Ela também destaca que fatores externos, como redes sociais, violência e instabilidade política, intensificam o cenário.
“Nós também precisamos lembrar que a gente vive em um contexto socioeconômico com as telas, as redes sociais, a solidão crescente, as fake news, a instabilidade política e a violência. Então a gente vive nesse mundo instável, frágil e acelerado que também contribui para o aumento dos transtornos mentais".
Doenças mais registradas
Nos casos acidentários, transtornos de ansiedade representam 33,2% dos afastamentos. Em seguida aparecem reações ao estresse grave e transtornos de adaptação (27,9%) e episódios depressivos (20,1%).
O psiquiatra Lucas Alves, da Escola Bahiana de Medicina e Saúde Pública, lembra que o burnout não é classificado como doença, mas pode anteceder quadros de adoecimento mental.

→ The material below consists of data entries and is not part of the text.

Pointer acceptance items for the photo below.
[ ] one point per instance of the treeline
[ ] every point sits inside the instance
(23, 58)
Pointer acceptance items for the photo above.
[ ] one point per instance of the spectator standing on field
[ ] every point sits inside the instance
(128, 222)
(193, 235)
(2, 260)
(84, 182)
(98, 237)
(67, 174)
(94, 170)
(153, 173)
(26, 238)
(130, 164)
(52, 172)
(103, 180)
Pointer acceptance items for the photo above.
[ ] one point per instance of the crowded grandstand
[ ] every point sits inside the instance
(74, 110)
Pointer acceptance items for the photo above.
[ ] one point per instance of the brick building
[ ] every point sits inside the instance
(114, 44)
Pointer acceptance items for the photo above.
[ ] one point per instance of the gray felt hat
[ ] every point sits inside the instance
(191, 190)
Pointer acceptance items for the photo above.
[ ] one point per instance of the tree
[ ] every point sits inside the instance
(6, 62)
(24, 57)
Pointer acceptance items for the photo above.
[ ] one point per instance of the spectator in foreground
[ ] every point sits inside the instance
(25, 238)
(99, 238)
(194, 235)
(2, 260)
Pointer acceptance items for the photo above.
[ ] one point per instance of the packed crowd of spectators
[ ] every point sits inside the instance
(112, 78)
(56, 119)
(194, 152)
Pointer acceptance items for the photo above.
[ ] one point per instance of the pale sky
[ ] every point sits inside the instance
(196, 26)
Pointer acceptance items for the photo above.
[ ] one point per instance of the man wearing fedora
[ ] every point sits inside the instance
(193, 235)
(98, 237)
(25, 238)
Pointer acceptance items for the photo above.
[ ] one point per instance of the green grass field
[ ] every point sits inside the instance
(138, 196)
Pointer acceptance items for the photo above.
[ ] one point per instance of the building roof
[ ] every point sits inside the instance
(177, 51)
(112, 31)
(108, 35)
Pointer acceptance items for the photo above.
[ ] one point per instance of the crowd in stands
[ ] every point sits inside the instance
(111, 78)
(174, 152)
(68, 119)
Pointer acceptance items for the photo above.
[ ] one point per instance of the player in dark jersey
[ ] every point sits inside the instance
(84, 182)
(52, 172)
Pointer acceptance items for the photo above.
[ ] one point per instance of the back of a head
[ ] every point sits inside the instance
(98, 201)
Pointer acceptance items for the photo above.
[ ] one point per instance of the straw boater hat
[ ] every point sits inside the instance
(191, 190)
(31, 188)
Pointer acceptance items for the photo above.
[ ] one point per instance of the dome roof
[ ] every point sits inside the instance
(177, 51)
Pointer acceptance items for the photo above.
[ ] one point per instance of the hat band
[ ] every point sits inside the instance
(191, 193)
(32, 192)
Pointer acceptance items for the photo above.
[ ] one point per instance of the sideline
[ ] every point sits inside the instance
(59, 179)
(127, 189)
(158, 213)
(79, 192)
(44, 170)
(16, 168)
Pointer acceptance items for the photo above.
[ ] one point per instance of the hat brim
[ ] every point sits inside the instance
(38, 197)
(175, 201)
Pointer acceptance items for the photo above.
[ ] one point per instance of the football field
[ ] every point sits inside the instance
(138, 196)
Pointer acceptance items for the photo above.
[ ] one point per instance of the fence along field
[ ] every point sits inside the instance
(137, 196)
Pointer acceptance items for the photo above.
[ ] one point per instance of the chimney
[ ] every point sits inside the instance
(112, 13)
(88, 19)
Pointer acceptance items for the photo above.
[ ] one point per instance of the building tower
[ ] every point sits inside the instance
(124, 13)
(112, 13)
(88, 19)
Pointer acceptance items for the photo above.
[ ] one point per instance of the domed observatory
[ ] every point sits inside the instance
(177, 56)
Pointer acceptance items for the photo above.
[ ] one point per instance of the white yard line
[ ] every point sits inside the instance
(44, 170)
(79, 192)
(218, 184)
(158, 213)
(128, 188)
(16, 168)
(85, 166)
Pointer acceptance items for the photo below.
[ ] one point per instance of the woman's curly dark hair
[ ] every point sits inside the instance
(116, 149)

“É uma sensação de esgotamento no trabalho, que muitas vezes vem antes da doença mental. O indivíduo não consegue lidar com essa sobrecarga no trabalho e começa a ter sintomas".

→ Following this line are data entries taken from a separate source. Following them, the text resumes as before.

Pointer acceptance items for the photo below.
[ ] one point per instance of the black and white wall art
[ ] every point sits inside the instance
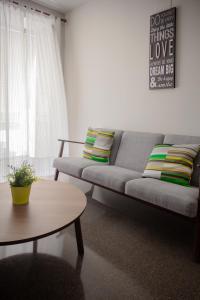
(162, 49)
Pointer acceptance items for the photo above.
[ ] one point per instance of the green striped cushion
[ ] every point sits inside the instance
(98, 145)
(172, 163)
(89, 142)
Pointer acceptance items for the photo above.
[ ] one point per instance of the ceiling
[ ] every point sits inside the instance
(61, 6)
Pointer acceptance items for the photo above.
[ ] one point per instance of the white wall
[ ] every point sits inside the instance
(106, 68)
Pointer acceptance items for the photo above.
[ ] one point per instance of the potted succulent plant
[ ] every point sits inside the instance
(20, 180)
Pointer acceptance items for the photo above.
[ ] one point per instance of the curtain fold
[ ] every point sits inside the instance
(33, 112)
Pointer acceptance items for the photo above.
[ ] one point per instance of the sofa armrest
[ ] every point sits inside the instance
(63, 143)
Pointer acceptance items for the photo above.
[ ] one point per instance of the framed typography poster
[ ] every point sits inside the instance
(162, 49)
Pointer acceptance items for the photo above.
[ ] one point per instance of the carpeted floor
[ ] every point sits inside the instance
(144, 256)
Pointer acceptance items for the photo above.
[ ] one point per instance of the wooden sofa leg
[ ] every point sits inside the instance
(56, 175)
(90, 192)
(197, 241)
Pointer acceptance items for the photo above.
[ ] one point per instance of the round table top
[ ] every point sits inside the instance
(52, 206)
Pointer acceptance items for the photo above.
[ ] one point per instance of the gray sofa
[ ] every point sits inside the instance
(123, 175)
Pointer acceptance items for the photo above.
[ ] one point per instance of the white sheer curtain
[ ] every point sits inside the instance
(33, 111)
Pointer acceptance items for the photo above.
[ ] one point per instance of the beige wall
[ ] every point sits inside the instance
(106, 68)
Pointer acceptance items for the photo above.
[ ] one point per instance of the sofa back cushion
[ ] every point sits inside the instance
(135, 148)
(186, 139)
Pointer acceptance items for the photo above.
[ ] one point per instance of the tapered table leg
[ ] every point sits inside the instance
(79, 238)
(35, 247)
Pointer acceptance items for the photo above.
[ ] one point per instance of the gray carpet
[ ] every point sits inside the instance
(146, 255)
(152, 249)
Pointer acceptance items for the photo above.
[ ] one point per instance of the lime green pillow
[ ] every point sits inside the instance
(172, 163)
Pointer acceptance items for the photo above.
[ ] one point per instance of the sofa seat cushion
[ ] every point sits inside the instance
(112, 177)
(73, 165)
(174, 197)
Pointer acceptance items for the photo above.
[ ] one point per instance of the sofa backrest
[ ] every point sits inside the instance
(135, 148)
(116, 143)
(186, 139)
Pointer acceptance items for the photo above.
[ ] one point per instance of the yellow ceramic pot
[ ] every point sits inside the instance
(20, 195)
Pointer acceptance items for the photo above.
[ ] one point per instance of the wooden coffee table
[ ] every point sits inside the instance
(52, 207)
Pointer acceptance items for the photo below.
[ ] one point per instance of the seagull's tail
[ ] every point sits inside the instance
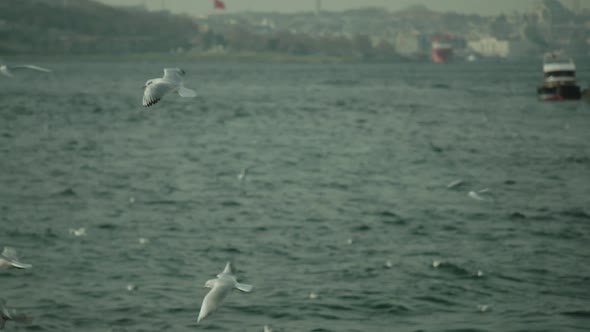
(244, 287)
(186, 93)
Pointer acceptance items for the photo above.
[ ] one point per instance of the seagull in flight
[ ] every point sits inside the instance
(9, 260)
(220, 288)
(6, 70)
(156, 88)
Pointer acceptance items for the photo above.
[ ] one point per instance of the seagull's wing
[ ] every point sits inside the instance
(173, 74)
(156, 91)
(213, 299)
(20, 265)
(33, 67)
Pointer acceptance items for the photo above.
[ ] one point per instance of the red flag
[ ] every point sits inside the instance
(219, 4)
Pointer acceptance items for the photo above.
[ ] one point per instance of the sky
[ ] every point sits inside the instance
(205, 7)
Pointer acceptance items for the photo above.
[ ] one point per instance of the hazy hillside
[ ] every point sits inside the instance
(84, 26)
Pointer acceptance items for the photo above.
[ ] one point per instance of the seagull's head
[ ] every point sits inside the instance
(210, 283)
(148, 83)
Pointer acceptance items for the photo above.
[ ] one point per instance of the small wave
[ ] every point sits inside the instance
(517, 215)
(231, 203)
(577, 313)
(390, 307)
(576, 213)
(341, 82)
(66, 192)
(437, 300)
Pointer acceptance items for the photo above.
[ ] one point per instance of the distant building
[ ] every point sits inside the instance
(492, 47)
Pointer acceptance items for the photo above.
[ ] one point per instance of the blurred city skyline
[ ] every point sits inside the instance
(205, 7)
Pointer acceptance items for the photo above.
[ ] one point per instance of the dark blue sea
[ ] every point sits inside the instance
(346, 198)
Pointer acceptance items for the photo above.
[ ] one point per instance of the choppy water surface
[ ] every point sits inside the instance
(346, 198)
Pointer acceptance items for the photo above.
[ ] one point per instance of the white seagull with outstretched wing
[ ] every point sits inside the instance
(220, 288)
(9, 260)
(6, 70)
(156, 88)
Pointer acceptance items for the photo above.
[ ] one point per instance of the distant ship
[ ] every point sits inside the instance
(559, 78)
(441, 51)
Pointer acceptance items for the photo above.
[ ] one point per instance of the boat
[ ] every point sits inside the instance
(441, 51)
(559, 78)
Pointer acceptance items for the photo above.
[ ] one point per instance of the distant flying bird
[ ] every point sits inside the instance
(218, 4)
(11, 314)
(242, 175)
(78, 232)
(7, 70)
(220, 288)
(156, 88)
(9, 260)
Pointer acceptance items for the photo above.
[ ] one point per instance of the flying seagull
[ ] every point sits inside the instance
(11, 314)
(220, 288)
(156, 88)
(7, 70)
(9, 260)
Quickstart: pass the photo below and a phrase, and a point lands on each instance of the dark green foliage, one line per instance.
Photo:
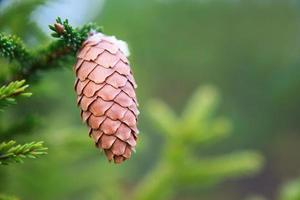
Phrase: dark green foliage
(12, 47)
(10, 152)
(8, 93)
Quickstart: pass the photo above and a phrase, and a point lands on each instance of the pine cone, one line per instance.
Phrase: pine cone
(106, 96)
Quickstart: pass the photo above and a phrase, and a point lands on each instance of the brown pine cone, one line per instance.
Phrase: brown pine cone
(106, 96)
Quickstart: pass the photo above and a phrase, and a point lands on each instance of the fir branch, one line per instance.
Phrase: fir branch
(8, 93)
(10, 152)
(51, 56)
(12, 47)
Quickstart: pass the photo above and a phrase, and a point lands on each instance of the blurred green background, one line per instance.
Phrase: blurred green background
(247, 50)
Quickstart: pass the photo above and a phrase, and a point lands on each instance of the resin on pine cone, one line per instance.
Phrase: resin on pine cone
(106, 95)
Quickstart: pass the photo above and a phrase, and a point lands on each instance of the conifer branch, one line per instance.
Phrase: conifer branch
(10, 152)
(11, 47)
(49, 57)
(8, 93)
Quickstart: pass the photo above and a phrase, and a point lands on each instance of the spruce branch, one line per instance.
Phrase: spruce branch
(8, 93)
(10, 152)
(72, 37)
(53, 55)
(12, 47)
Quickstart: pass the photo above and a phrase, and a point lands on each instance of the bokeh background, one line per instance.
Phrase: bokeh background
(247, 50)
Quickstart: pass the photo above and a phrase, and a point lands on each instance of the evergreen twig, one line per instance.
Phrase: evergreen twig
(8, 93)
(12, 47)
(10, 152)
(49, 57)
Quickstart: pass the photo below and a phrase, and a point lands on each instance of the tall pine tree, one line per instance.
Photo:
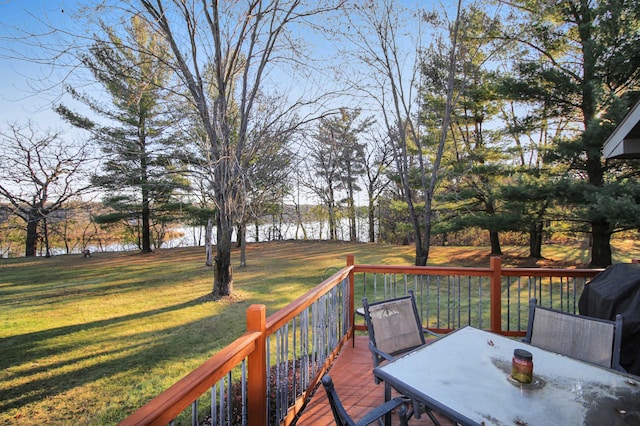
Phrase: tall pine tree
(139, 174)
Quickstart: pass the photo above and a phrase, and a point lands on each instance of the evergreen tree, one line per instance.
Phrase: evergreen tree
(583, 65)
(139, 173)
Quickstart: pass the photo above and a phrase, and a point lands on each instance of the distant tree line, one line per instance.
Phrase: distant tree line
(473, 117)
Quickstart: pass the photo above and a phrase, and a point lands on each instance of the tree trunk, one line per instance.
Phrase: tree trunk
(208, 233)
(223, 273)
(535, 241)
(31, 241)
(242, 239)
(495, 243)
(372, 220)
(45, 231)
(601, 249)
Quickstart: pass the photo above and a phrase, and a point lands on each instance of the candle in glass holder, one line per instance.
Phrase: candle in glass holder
(522, 366)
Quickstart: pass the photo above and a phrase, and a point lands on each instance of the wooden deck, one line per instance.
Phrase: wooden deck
(353, 380)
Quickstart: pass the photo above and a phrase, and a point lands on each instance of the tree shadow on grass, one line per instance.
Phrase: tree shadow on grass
(147, 349)
(22, 348)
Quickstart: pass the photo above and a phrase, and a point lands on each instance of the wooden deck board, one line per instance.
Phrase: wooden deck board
(353, 380)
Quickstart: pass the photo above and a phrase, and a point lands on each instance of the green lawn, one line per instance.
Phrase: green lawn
(89, 340)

Diferenças individuais e impactos familiares
A psicóloga Mariza Monteiro, da Afya Salvador, reforça que a forma como cada pessoa lida com pressões internas e externas é determinante.
“Cada pessoa tem uma história, uma memória relacional que a gente não traz só para o trabalho".
Ela acrescenta que pressões familiares e pessoais também interferem na resposta ao ambiente profissional. “Pessoas na mesma equipe podem entregar as tarefas com mais pressão ou menos pressão. Tem pessoas que precisam ser estimuladas o tempo inteiro, que alguém pressione para que elas possam funcionar. Outras, não. Outras pessoas têm uma pressão interna muito grande e já não convivem bem com essa pressão externa".
Caminhos de tratamento e prevenção
Especialistas apontam que o atendimento clínico é essencial e pode envolver psicoterapia, mudanças de hábitos ou uso de medicação em casos de maior complexidade. Para a médica Ana Paula Teixeira, exames ocupacionais periódicos podem identificar precocemente a necessidade de tratamento.
“É importante que essa situação sirva de alerta para a empresa rever os seus estressores, os riscos ocupacionais e tomar medidas efetivas. Quando a pessoa se afasta pelo INSS, acima de 15 dias, e retorna ao trabalho, é muito importante que haja um acolhimento, um respeito por esse retorno".
Ações do MPT e mudanças na legislação
Entre 2020 e 2025, o MPT instaurou 50 inquéritos civis e nove ações judiciais sobre saúde mental no trabalho. A procuradora Carolina Novais explica que a nova legislação reforça as medidas contra o assédio moral e o cuidado com a saúde dos trabalhadores.
“Um ambiente assediador é propício ao adoecimento”. Ela destaca ainda que o teletrabalho pode se tornar um fator de risco quando não há atenção a aspectos como ergonomia e limites de jornada.
A Lei nº 14.457/2022 obriga empregadores a combater o assédio moral. Já a Norma Regulamentadora nº 1 (NR-1), que exige medidas preventivas de proteção à saúde mental, entrará em vigor em 2026.